Nikkei Veritas – Market Eye column, 25th February 2008
The weakness of the US economy has produced calls for a tax cut. Since politicians love bribing voters with their own money, particularly in a presidential election year, the idea has been taken up enthusiastically and Congress has agreed a stimulus package of $170 bn.
The short-term attractions are clear. Not only will voters pay lower taxes, but the move will reduce the likely severity of the coming downturn in the economy. But it increases two longer term risks. One is that the next recovery will come too soon, before inflation has fallen enough. Inflationary expectations would then rise and a more prolonged period of poor output will be needed to bring them back. The other risk lies in the poor long-term outlook for the budget due to the increased cost of social security as the population ages. In response to the second of these issues, there has been an accompanying propaganda exercise designed to cloak the tax cuts in as much respectability as possible, by emphasising the need for the cuts to be timely, targeted and temporary.
However the tax cuts will only start to impact the economy towards the end of the year. It will therefore only be timely if the US slow down is otherwise on track to last well into 2009. Despite widespread optimism that the weakness of the US economy will be brief, such a pessimistic view seems justified to me.

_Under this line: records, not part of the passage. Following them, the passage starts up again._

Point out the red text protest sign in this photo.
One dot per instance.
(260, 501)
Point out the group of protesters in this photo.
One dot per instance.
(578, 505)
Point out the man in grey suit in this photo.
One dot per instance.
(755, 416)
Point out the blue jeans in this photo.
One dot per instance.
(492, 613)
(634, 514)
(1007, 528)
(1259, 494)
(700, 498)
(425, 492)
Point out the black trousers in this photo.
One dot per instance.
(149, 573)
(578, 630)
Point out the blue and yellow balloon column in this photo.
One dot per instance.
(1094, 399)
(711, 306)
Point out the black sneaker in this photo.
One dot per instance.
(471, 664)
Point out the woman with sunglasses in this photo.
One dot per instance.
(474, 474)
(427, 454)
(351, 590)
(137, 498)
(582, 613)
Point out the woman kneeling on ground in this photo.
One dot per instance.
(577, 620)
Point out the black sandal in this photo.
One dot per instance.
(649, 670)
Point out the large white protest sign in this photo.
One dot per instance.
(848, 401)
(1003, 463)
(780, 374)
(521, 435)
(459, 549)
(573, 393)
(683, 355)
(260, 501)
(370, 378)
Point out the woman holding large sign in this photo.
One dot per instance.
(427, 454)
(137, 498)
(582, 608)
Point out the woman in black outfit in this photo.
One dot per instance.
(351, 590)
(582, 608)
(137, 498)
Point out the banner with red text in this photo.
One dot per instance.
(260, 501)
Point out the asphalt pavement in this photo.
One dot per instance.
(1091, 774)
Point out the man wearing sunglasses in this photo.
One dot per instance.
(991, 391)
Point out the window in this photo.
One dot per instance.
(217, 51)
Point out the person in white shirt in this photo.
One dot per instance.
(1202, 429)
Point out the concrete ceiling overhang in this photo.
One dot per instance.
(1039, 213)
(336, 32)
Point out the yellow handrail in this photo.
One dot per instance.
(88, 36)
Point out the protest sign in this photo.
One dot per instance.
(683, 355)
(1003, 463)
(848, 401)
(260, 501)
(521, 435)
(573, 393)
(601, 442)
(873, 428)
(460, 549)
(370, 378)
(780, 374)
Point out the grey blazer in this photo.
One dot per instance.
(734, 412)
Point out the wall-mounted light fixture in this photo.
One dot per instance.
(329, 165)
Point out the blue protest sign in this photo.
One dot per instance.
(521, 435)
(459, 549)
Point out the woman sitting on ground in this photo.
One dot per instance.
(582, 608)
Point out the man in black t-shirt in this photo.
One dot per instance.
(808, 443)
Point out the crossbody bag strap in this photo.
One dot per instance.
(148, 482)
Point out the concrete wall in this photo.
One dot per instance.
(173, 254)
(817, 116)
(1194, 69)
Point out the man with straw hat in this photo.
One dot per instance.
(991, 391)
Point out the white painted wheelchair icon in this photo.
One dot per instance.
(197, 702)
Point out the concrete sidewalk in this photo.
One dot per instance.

Those expecting the US economy to recover quickly see its main weakness as coming from the current decline in house building. But the fall in house prices is likely to have a much wider impact. Over the past 20 years household savings have fallen to near zero from 10% of disposable income, and the rise in house prices has probably been an important factor in this decline. Two things seem likely; the first is that the current level of savings is well below its equilibrium and the second is that a return to that level will happen slowly and steadily. This will cause personal consumption to grow only feebly for some time and thus, without some offset, the economy would face a long period of weakness.
There is therefore a reasonable case for a tax cut, provided that other ways in which demand could rise to offset the prospective economic weakness will take time to arrive and if the Fed is willing to raise interest rates quickly if an early recovery is indicated. If consumption is weak, the only private sector candidates to offset the impact on the economy are investment and exports and the two are closely linked. Exports are much more capital intensive than the output needed to satisfy domestic demand, which has a high service content. If US exports could rise to meet the gap opened up by weak consumption, then the help should be reinforced by higher investment.
The future level of US exports should be helped by the pronounced weakness of the dollar over the past two years. In the short-term, however, exports depend more on demand than relative prices and the weakness of the US economy, together with the impact of financial instability, is likely to reduce the demand for US exports in the rest of the world. There is therefore a good case for a temporary US tax cut, provided that the widespread scepticism about its practicality is unjustified and the cut would not prove to be a long- term one.
While the case for a US tax cut seems reasonable to me, it is based on the assumption that the US economy faces a prolonged period of weakness. If it bounces back quickly, the risks of rising inflation, which are already present, will be magnified. The US needs a period in which it grows relatively slowly. Without this inflation will not fall back and if, as is then likely, inflationary expectations rise, then the Federal Reserve will need to push interest rates up sharply and induce another and probably more severe or prolonged period of sub-par growth.